Fine-tuning pre-trained robot policies with reinforcement learning (RL) often inherits the bottlenecks introduced by pre-training with behavioral cloning (BC), which produces narrow action distributions that lack the coverage necessary for downstream exploration. We present a unified framework that enables the exploration necessary to enable efficient robot policy finetuning by bridging BC pre-training and RL fine-tuning. Our pre-training method, Context-Smoothed Pre-training (CSP), injects forward-diffusion noise into policy inputs, creating a continuum between precise imitation and broad action coverage.
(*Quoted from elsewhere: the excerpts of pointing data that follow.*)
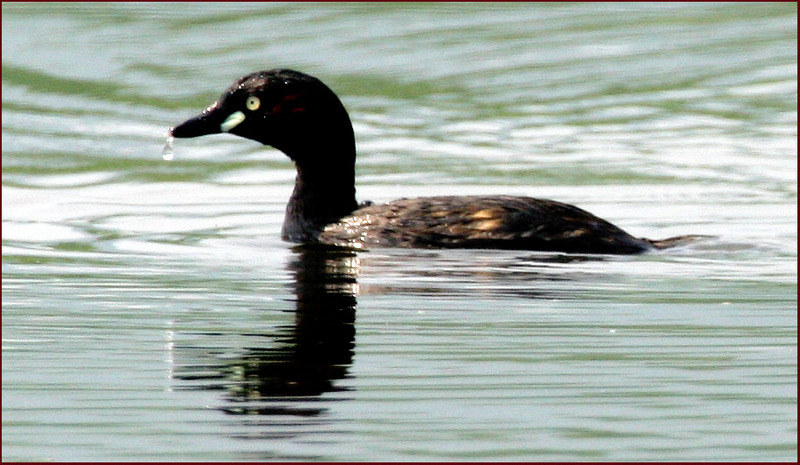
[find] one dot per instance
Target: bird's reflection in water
(303, 360)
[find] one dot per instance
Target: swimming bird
(303, 118)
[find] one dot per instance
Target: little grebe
(300, 116)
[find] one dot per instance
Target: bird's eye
(252, 103)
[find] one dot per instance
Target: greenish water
(151, 312)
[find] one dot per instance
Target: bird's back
(491, 222)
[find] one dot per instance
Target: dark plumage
(300, 116)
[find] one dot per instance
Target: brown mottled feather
(505, 222)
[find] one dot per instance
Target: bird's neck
(323, 193)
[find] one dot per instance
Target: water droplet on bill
(168, 153)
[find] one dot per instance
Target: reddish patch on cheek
(290, 104)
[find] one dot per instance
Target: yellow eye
(252, 103)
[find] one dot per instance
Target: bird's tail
(677, 241)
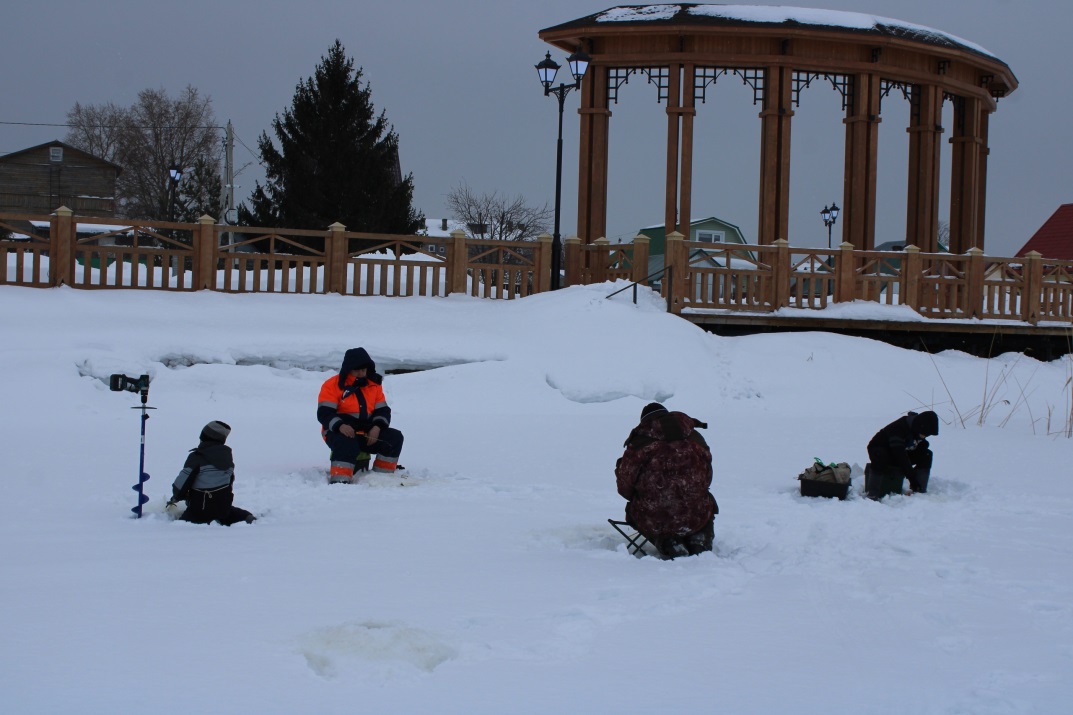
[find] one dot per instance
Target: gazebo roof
(767, 17)
(770, 16)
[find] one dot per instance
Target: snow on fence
(101, 253)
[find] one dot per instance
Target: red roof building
(1055, 237)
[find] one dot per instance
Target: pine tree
(337, 160)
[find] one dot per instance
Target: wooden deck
(983, 338)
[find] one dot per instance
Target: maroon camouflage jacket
(665, 473)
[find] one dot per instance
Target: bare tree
(97, 129)
(496, 217)
(146, 141)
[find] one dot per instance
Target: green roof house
(709, 230)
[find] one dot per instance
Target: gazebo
(778, 52)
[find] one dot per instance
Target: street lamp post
(175, 172)
(546, 71)
(829, 215)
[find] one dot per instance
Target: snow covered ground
(488, 581)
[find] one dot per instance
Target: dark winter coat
(665, 473)
(899, 446)
(212, 466)
(206, 484)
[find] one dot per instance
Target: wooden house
(1055, 237)
(44, 177)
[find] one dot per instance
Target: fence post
(677, 260)
(543, 267)
(1033, 288)
(599, 259)
(61, 237)
(457, 260)
(911, 278)
(780, 293)
(974, 278)
(573, 260)
(205, 245)
(336, 259)
(640, 258)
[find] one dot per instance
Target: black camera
(121, 382)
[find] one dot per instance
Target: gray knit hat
(216, 432)
(651, 408)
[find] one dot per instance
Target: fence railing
(62, 249)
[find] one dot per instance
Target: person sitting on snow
(664, 475)
(207, 480)
(900, 451)
(355, 418)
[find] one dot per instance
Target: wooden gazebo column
(922, 200)
(688, 112)
(592, 156)
(775, 155)
(674, 122)
(679, 169)
(862, 149)
(968, 175)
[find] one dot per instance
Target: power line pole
(230, 215)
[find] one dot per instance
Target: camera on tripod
(121, 382)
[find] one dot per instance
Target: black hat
(926, 423)
(216, 432)
(651, 408)
(355, 359)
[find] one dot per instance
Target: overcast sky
(456, 79)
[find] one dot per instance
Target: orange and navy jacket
(361, 404)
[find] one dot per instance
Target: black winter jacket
(892, 446)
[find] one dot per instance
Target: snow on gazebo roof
(773, 15)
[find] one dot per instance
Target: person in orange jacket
(355, 418)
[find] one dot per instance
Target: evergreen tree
(337, 160)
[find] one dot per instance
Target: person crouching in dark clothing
(207, 480)
(664, 475)
(900, 451)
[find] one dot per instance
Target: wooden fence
(766, 278)
(98, 252)
(87, 252)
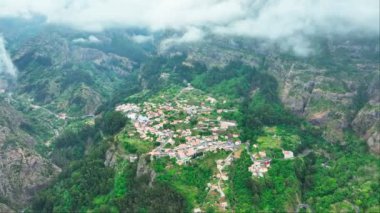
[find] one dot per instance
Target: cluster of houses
(171, 125)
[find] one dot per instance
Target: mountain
(99, 122)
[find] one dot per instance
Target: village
(183, 130)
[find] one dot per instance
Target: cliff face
(22, 170)
(336, 88)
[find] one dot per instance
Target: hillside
(101, 123)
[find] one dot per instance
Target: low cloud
(6, 64)
(90, 39)
(142, 38)
(289, 22)
(190, 35)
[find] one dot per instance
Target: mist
(289, 22)
(6, 64)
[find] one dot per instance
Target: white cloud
(269, 19)
(190, 35)
(6, 64)
(90, 39)
(142, 38)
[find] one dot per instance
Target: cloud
(191, 35)
(288, 21)
(6, 64)
(142, 38)
(90, 39)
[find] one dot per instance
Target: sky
(288, 21)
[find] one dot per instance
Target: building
(288, 154)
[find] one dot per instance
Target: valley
(118, 126)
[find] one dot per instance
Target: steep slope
(329, 88)
(67, 76)
(22, 171)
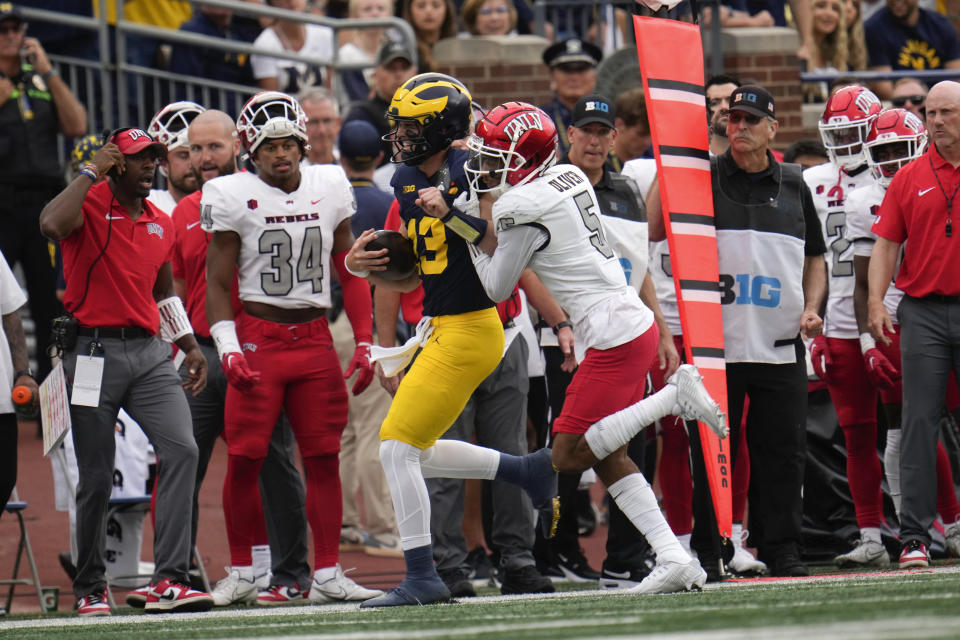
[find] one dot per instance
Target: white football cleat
(340, 588)
(238, 587)
(694, 402)
(671, 577)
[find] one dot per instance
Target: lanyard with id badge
(88, 377)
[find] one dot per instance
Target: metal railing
(116, 91)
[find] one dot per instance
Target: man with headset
(117, 248)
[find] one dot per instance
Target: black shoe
(458, 584)
(612, 577)
(525, 580)
(574, 566)
(66, 561)
(788, 565)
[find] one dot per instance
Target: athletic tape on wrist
(224, 334)
(174, 323)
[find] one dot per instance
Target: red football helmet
(512, 144)
(896, 138)
(271, 114)
(846, 122)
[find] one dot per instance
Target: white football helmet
(271, 114)
(896, 138)
(845, 124)
(170, 124)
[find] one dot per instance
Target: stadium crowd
(542, 261)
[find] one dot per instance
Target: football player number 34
(279, 278)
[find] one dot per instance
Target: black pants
(776, 438)
(21, 241)
(8, 456)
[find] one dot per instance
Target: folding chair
(17, 507)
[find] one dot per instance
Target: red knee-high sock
(864, 473)
(676, 483)
(241, 507)
(324, 507)
(741, 473)
(947, 505)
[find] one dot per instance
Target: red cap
(133, 141)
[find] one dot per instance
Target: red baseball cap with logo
(133, 141)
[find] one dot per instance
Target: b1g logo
(744, 288)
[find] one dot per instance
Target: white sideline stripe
(678, 95)
(310, 613)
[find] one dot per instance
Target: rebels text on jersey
(577, 262)
(830, 187)
(286, 238)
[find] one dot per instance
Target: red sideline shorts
(607, 381)
(300, 374)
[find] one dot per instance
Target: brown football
(403, 260)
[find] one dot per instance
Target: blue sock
(420, 562)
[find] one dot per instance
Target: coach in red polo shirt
(116, 255)
(919, 206)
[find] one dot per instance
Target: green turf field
(877, 606)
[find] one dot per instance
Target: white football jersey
(286, 238)
(830, 187)
(163, 200)
(577, 264)
(862, 207)
(661, 272)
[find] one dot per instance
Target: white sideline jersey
(163, 200)
(577, 263)
(830, 187)
(862, 207)
(286, 238)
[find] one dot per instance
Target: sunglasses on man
(901, 101)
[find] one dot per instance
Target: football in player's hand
(403, 260)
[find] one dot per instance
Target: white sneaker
(952, 539)
(238, 587)
(340, 588)
(867, 553)
(694, 402)
(743, 563)
(671, 577)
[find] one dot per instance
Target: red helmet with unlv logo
(896, 138)
(512, 144)
(846, 122)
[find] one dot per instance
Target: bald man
(918, 205)
(213, 152)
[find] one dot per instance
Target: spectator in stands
(361, 45)
(573, 74)
(718, 90)
(323, 124)
(633, 129)
(432, 21)
(856, 40)
(904, 36)
(910, 94)
(215, 64)
(36, 106)
(489, 17)
(807, 152)
(396, 63)
(291, 36)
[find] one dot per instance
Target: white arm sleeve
(516, 245)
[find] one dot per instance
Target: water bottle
(23, 403)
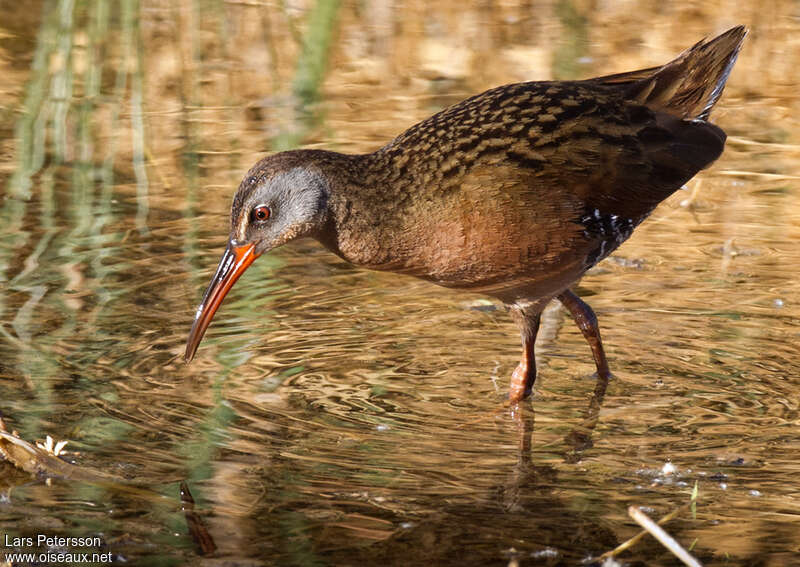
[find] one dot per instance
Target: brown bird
(514, 193)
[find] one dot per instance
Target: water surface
(335, 416)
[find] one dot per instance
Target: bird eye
(261, 213)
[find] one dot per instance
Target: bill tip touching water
(514, 193)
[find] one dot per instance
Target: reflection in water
(339, 416)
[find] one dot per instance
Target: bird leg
(587, 322)
(525, 373)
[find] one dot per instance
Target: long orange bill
(233, 263)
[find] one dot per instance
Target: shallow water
(339, 416)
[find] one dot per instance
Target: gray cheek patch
(297, 197)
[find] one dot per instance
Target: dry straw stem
(662, 536)
(635, 539)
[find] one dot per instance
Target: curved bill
(233, 263)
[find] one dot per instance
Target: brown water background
(335, 416)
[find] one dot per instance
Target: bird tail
(690, 85)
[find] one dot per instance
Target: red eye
(261, 213)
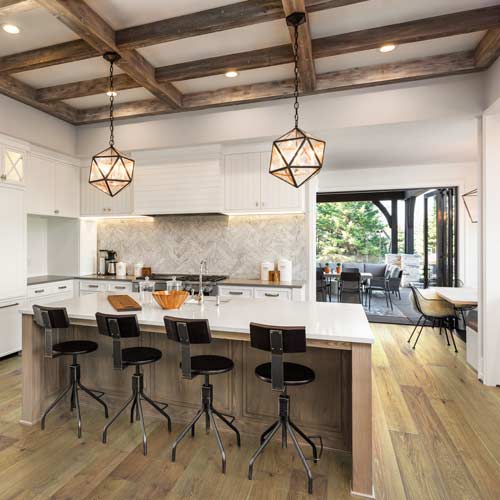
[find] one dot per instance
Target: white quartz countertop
(323, 321)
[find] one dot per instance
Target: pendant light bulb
(111, 171)
(296, 156)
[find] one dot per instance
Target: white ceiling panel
(125, 13)
(220, 43)
(282, 72)
(404, 52)
(103, 100)
(38, 29)
(66, 73)
(376, 13)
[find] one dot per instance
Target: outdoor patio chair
(433, 310)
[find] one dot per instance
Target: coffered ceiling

We then fine-tune pre-trained policies via Timestep-Modulated Reinforcement Learning (TMRL), which trains the agent to dynamically adjust this conditioning during fine-tuning by modulating the diffusion timestep, granting explicit control over exploration. Integrating seamlessly with arbitrary policy inputs, e.g., states, 3D point clouds, or image-based VLA policies, we show that TMRL improves RL fine-tuning sample efficiency. Notably, TMRL enables successful real-world fine-tuning on complex manipulation tasks in under one hour. Videos and code available at https://weirdlabuw.github.io/tmrl/.